Harshly rebuked by the Supreme Court for its historical restrictions on gun permits, New York appears to have set up a new legal challenge by passing a law that requires gun owners to undergo a review of their social media before getting permission to carry.
The new law passed Friday by the Democratic-led New York legislature and signed by Gov. Kathy Hochul requires permit seekers to provide a list of their social media accounts to verify their character and conduct.
The law, which takes effect Sept. 1, also requires a permit seeker to provide four character references, deliver contact information for their spouse, domestic partner or other adults living in their home and undergo extensive firearms training and periodic background checks.
Legal experts said the law raised serious 1st and 2nd Amendment concerns and almost certainly will be challenged in court immediately.
“The law seems another overreach by the state,” George Washington University Law School professor Jonathan Turley tweeted Saturday. “New York has thus far been about as effective in curtailing gun rights as Monty Python’s ‘Judean People’s Front Crack Suicide Squad’ was effective in combating Roman occupation.
“The new firearm law will take effect on September 1. A challenge is expected no later than September 2,” he added.
Gun rights advocates in New York said the new law was passed in direct defiance of June’s historic Supreme Court ruling striking down the state’s century-old handgun restrictions.

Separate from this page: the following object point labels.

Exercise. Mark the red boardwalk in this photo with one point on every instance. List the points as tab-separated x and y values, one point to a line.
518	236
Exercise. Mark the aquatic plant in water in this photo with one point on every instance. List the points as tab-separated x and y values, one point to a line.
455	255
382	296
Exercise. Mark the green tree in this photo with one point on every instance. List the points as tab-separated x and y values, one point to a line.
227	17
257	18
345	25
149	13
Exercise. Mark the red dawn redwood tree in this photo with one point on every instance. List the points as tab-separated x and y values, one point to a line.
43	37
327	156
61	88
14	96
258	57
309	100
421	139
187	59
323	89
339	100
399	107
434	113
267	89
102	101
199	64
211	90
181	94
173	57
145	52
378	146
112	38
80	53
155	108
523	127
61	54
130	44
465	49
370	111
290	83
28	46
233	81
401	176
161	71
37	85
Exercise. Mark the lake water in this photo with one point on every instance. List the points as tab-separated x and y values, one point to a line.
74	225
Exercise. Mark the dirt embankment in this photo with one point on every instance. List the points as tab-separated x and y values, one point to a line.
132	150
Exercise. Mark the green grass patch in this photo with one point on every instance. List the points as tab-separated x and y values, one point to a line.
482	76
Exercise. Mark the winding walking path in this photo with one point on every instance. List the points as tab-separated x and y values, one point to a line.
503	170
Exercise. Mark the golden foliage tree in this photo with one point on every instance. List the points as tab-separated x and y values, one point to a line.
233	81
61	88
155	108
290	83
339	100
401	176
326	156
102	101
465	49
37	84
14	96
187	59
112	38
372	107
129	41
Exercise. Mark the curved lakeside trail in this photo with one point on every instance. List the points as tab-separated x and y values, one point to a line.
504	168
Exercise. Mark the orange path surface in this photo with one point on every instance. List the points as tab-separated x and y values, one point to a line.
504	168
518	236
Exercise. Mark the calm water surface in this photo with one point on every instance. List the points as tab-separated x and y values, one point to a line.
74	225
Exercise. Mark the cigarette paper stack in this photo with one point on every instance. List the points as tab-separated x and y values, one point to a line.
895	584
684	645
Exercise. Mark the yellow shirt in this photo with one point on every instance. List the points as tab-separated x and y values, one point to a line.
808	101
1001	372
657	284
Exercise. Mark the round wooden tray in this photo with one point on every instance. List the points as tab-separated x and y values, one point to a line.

“Gov. Hochul and her anti-Second Amendment allies in Albany have defied the United States Supreme Court with an intentionally malicious rewriting of New York’s concealed carry law,” Darin Hoens, the New York NRA state director, said.
Hochul argues the new law is needed because gun owners with ill intent often telegraph their intentions on social media.
The Supreme Court, however, made clear in its 6-3 ruling late last month that it would look harshly upon new laws that placed heavy burdens on gun owners to get a permit to carry firearms or that limited such permits to those with special circumstances.
“We know of no other constitutional right that an individual may exercise only after demonstrating to government officers some special need,” Justice Clarence Thomas wrote in the majority ruling.
“That is not how the First Amendment works when it comes to unpopular speech or the free exercise of religion. It is not how the Sixth Amendment works when it comes to a defendant’s right to confront the witnesses against him. And it is not how the Second Amendment works when it comes to public carry for self-defense.”